Stabilität und Wirkungsgrad
Ebenfalls für die Rollenproduktion geeignet ist eine Art Newcomer der PV-Branche: Perowskit. Das Material muss zwar noch stabiler und idealerweise bleifrei werden. Doch dann könnte es nicht nur solo, sondern auch als zusätzliche Lage im Solarsandwich aus der Schweiz dafür sorgen, dass möglichst viel der einfallenden Lichtenergie in Strom verwandelt wird.
Romain Carron: “Zurzeit liegt der Wirkungsgrad bei 21 Prozent. Wahrscheinlich können wir noch 22 oder 23 Prozent erreichen, aber viel mehr wohl nicht. Deshalb versuchen wir jetzt, verschiedene Technologien zu kombinieren. Und da haben wir auch schon sehr gute Ergebnisse: mehr als 25 Prozent Wirkungsgrad."

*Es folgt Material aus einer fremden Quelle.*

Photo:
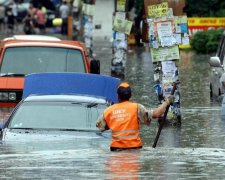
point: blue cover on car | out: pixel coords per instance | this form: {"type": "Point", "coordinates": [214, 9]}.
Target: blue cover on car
{"type": "Point", "coordinates": [71, 83]}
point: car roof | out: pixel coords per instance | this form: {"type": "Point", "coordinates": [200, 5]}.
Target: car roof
{"type": "Point", "coordinates": [41, 40]}
{"type": "Point", "coordinates": [53, 83]}
{"type": "Point", "coordinates": [78, 98]}
{"type": "Point", "coordinates": [33, 37]}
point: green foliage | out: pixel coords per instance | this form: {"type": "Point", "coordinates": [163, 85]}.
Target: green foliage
{"type": "Point", "coordinates": [204, 8]}
{"type": "Point", "coordinates": [206, 41]}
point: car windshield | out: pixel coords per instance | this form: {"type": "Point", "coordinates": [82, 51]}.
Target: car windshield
{"type": "Point", "coordinates": [57, 115]}
{"type": "Point", "coordinates": [26, 60]}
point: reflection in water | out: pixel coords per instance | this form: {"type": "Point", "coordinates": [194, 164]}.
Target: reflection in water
{"type": "Point", "coordinates": [193, 151]}
{"type": "Point", "coordinates": [123, 165]}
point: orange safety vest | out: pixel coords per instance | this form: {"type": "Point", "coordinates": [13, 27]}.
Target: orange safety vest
{"type": "Point", "coordinates": [122, 119]}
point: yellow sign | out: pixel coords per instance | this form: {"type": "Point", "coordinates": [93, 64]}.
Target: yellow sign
{"type": "Point", "coordinates": [158, 10]}
{"type": "Point", "coordinates": [206, 22]}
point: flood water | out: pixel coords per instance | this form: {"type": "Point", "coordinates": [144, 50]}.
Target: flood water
{"type": "Point", "coordinates": [195, 150]}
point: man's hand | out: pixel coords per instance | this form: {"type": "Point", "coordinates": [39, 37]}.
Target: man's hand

Das gilt allerdings nur für Solarzellen aus dem Labor. Im industriellen Maßstab von Rolle zu Rolle produziert, liegen die Wirkungsgrade der CIGS-Zellen zwischen zehn und 14 Prozent. Zum Vergleich: Gängige Siliziummodule bringen rund 20 Prozent. Allerdings hatten sie auch einen längeren Vorlauf. Die ersten Solarzellen aus Silizium wurden 1954 präsentiert.